Libgit2 on the Summer of Code

git.vger.kernel.org archive mirror
 help / color / mirror / Atom feed

* Libgit2 on the Summer of Code
@ 2010-05-27 16:25 Vicent Marti
  2010-05-27 17:46 ` Ilari Liusvaara
  0 siblings, 1 reply; 7+ messages in thread
From: Vicent Marti @ 2010-05-27 16:25 UTC (permalink / raw)
  To: git, srabbelier

Hello fine gentlemen,

I believe a short introduction is due. My name is Vicent Marti and I'm
the Google Summer of Code student who will be working on libgit2 this
year. If you haven't heard of it before, libgit2 [1] is a C library
which intents to re implement all of Git's core in a saner, reentrant
manner, with proper error handling and all the usual stuff you'd
expect from an actual library (including a less restrictive license).

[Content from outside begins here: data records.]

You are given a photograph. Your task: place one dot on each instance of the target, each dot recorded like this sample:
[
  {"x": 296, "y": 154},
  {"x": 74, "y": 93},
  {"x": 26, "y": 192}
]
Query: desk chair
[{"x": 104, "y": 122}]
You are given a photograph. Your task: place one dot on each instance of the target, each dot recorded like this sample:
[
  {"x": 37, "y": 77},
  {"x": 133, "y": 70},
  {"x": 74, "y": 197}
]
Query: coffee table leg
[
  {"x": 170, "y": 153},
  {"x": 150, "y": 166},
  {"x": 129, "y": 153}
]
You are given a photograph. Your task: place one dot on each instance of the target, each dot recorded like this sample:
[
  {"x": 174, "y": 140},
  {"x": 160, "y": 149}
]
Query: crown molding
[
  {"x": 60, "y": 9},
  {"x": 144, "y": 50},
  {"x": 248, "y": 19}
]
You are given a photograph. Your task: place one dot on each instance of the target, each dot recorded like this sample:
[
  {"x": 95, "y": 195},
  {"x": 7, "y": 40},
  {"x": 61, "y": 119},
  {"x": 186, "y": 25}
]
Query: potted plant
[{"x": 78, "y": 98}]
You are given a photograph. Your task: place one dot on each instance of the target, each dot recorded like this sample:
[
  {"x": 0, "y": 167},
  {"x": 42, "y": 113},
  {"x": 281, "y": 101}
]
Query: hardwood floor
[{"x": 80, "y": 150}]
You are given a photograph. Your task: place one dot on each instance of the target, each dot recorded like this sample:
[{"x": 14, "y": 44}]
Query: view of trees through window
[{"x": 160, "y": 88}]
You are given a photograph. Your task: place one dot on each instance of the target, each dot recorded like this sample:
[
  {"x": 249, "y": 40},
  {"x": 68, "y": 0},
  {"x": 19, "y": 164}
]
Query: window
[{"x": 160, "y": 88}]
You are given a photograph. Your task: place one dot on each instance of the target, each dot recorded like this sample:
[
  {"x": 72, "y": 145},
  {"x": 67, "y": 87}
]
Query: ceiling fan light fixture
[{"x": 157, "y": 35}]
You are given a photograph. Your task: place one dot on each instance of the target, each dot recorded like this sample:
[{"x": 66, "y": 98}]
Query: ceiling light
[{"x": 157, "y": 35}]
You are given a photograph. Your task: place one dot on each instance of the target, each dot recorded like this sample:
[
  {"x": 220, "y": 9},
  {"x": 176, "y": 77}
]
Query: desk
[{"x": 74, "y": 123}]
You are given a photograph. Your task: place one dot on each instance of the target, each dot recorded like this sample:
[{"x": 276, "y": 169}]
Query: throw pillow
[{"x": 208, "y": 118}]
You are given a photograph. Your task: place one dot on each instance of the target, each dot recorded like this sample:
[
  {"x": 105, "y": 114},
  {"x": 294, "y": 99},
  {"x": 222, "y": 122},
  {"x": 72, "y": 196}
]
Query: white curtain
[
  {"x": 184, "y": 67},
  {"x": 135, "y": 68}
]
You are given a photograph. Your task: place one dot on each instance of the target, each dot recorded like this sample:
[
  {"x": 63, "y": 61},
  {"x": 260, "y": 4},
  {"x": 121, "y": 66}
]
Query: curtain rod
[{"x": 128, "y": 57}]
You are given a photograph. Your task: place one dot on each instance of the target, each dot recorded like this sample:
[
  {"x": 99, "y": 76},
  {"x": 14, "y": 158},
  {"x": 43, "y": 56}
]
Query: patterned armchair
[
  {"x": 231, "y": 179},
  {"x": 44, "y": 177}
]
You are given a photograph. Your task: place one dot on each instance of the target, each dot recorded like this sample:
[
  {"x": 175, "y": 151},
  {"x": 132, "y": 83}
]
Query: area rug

I'm being kindly mentored by Scott Chacon on this task, and it seems I
might have been a *tad* too much mentored (;d), because I've spent so
much time discussing things with Scott and the other libgit2
developers that Sverre Rabbelier had to remind me that there's an
actual Git mailing list and I haven't even introduced myself to it
yet.

Well, fear do not. I'm here (a couple weeks late, but here after all)
and although I have been slacking on the community interaction part of
the Summer of Code, the actual project is well under tracks:

All the milestones for the first coding period are mostly finished
(yay for that) and you can find the code and follow my progress on my
public github repo [2]. There is some documentation in place, and
there are some tests in place. In the following days I'll aim for
about 90% code coverage on the tests, to finish the documentation, and
then prepare the patch series for review on this list.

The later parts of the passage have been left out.